Auris Health – also mentioned in McEnvoy’s statement above – received $733.3M in funding before it was acquired by Johnson & Johnson on Feb 13, 2019, for $3.4 billion. The Silicon Valley company was founded in 2017 by Dr. Fred Moll, co-founder of Intuitive Surgical (NASDAQ:ISRG). Auris received FDA clearance this year for a teleoperated robotic endoscopy system to diagnose lung disease called ARES (Auris Robotic Endoscopy System).

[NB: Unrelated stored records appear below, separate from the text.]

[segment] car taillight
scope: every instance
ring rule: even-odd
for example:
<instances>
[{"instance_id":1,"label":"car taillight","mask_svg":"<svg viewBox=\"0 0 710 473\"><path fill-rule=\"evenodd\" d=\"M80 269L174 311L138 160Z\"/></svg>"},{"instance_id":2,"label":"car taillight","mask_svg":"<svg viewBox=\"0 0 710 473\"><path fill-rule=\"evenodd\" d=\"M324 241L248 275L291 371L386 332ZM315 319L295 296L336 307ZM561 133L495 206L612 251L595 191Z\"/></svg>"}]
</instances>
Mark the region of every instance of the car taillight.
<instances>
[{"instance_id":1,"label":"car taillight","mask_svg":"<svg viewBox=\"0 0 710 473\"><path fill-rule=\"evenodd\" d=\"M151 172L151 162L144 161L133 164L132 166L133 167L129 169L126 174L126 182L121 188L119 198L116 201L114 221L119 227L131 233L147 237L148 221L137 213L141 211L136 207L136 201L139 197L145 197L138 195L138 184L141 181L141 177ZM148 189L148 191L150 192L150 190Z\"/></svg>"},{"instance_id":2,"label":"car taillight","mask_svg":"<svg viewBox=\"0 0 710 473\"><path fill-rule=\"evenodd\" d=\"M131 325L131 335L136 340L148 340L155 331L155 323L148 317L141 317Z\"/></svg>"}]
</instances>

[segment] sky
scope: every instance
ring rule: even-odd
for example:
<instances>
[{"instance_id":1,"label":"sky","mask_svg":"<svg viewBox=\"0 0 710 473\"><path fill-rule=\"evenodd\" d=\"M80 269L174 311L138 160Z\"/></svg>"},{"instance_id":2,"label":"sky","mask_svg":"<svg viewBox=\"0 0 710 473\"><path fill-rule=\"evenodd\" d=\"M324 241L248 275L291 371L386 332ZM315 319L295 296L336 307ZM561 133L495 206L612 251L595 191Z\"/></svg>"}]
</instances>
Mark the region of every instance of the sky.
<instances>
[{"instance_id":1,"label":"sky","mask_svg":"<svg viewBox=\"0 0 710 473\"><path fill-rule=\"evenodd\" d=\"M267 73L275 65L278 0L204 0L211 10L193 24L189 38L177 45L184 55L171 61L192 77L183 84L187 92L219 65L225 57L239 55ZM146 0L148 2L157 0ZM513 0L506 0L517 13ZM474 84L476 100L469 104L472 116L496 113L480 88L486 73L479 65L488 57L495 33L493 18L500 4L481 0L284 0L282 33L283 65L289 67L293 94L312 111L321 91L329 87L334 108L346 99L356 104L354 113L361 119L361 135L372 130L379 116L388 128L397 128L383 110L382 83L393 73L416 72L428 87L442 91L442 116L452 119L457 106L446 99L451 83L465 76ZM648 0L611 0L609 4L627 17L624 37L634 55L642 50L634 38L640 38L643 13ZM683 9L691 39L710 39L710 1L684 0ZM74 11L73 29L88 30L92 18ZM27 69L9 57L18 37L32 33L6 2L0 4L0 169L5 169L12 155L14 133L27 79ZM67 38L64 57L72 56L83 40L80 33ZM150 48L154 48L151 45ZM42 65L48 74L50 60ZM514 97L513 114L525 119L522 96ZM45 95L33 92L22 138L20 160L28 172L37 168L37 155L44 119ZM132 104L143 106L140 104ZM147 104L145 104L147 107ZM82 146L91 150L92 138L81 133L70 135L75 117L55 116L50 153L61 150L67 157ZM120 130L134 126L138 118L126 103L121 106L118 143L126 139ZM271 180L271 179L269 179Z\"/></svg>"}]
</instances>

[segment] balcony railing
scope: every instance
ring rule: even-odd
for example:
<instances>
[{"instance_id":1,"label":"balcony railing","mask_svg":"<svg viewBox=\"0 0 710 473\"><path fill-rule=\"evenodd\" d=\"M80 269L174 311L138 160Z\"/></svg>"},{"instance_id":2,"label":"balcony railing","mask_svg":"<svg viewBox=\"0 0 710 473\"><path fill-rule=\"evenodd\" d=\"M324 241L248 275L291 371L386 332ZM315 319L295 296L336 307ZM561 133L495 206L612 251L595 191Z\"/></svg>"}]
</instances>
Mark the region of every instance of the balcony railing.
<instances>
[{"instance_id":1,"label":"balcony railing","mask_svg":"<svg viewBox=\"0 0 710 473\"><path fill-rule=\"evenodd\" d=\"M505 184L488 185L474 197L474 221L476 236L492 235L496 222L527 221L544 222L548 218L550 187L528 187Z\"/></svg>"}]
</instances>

Auris states: The company’s aim is to “diagnose and treat lung cancer in a single setting”. Its “Monarch Platform improves upon existing, minimally invasive techniques by integrating robotics, micro-instrumentation, endoscope design, sensing, and data science into one platform to enable new categories of care.”

We found no explicit examples of exactly how Auris is leveraging AI, but – like Verb – we found many full-time data science and machine learning roles among its 556 listed employees on Linkedin.

In Summary

Johnson & Johnson is in the early stages of a long-term plan for integrating AI with its enterprise. Its recent pattern of investment and acquisitions, as well as its stated goals, hint at a data-driven future for J&J’s drug discovery and robotic surgery businesses, which may prove fertile ground for future growth and integration of AI technologies and services.